Re: Setting WHERE on a VIEW with aggregate function.

From: "Roger Hand" <RHand(at)kailea(dot)com>
To: "Bill Moseley" <moseley(at)hank(dot)org>, <pgsql-general(at)postgresql(dot)org>
Subject: Re: Setting WHERE on a VIEW with aggregate function.
Date: 2005-09-16 19:06:19
Message-ID: DB28E9B548192448A4E8C8A3C1B1E475611CF5@sj1-exch-01.us.corp.kailea.com
Views: Raw Message | Whole Thread | Download mbox | Resend email
Thread:
Lists: pgsql-general

I have a view to generate a list of instructors and a count of their
> future classes.
>
> "instructors" is a link table between "class" and "person".
>
> CREATE VIEW future_instructor_counts
> AS
> SELECT person.id AS person_id,
> first_name,
> last_name,
> count(instructors.class) AS class_count
>
> FROM class, instructors, person
>
> WHERE class.id = instructors.class AND
> person.id = instructors.person
> AND class_time > now()
>
> GROUP BY person_id, first_name, last_name;

The trick is to do the data aggregation separately, then JOIN in whatever other fields you want.

Something like this:

CREATE VIEW future_instructor_counts
AS
SELECT * FROM

(SELECT
person.id AS person_id,
first_name,
last_name) personinfo

INNER JOIN

(SELECT class.id FROM class
WHERE class_time > now() ) classes

INNER JOIN

(SELECT
id, count(class) AS class_count
FROM instructors GROUP BY id) classcount

ON personinfo.person_id = instructors.id
AND classes.id = instructors.id

In many cases when using aggregate functions you get just the fields you need from the agg function (typically an id plus the aggregate result) and JOIN with other tables (or even the same table) to get other info such as first_name, last_name, etc.

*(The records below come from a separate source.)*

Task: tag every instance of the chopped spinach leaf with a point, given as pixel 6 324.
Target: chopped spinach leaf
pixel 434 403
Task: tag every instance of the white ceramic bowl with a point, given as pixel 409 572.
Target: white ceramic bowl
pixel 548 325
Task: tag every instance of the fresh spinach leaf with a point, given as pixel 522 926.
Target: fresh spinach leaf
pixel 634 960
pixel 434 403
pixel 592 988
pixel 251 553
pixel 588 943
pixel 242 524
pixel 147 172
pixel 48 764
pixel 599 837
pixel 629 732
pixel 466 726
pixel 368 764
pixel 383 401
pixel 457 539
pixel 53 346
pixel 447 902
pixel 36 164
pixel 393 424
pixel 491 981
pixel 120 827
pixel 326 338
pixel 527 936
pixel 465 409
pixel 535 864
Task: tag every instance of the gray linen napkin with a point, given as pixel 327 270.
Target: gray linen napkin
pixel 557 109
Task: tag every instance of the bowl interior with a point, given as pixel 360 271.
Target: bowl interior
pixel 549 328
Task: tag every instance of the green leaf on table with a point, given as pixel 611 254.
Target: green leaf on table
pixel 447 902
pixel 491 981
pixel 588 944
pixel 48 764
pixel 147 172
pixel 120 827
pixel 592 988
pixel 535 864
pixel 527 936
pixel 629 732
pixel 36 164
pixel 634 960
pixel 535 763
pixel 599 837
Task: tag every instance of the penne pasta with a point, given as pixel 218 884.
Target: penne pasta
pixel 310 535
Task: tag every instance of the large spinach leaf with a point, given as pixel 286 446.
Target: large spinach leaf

Otherwise, if you GROUP BY additional fields so you can get them in the output, you may be making the db do additional work.

> 1) With an aggregate function in the query, is there any way to remove
> the "AND class_time > now()" so that timestamp can be passed in the
> select? That is, I'd like to be able to do this?
>
> select * from instructor_counts where class_time > now();
>
> But class_time is not part of the VIEW so that's not valid.

No problem, just make it a part of the view. See the classes section below.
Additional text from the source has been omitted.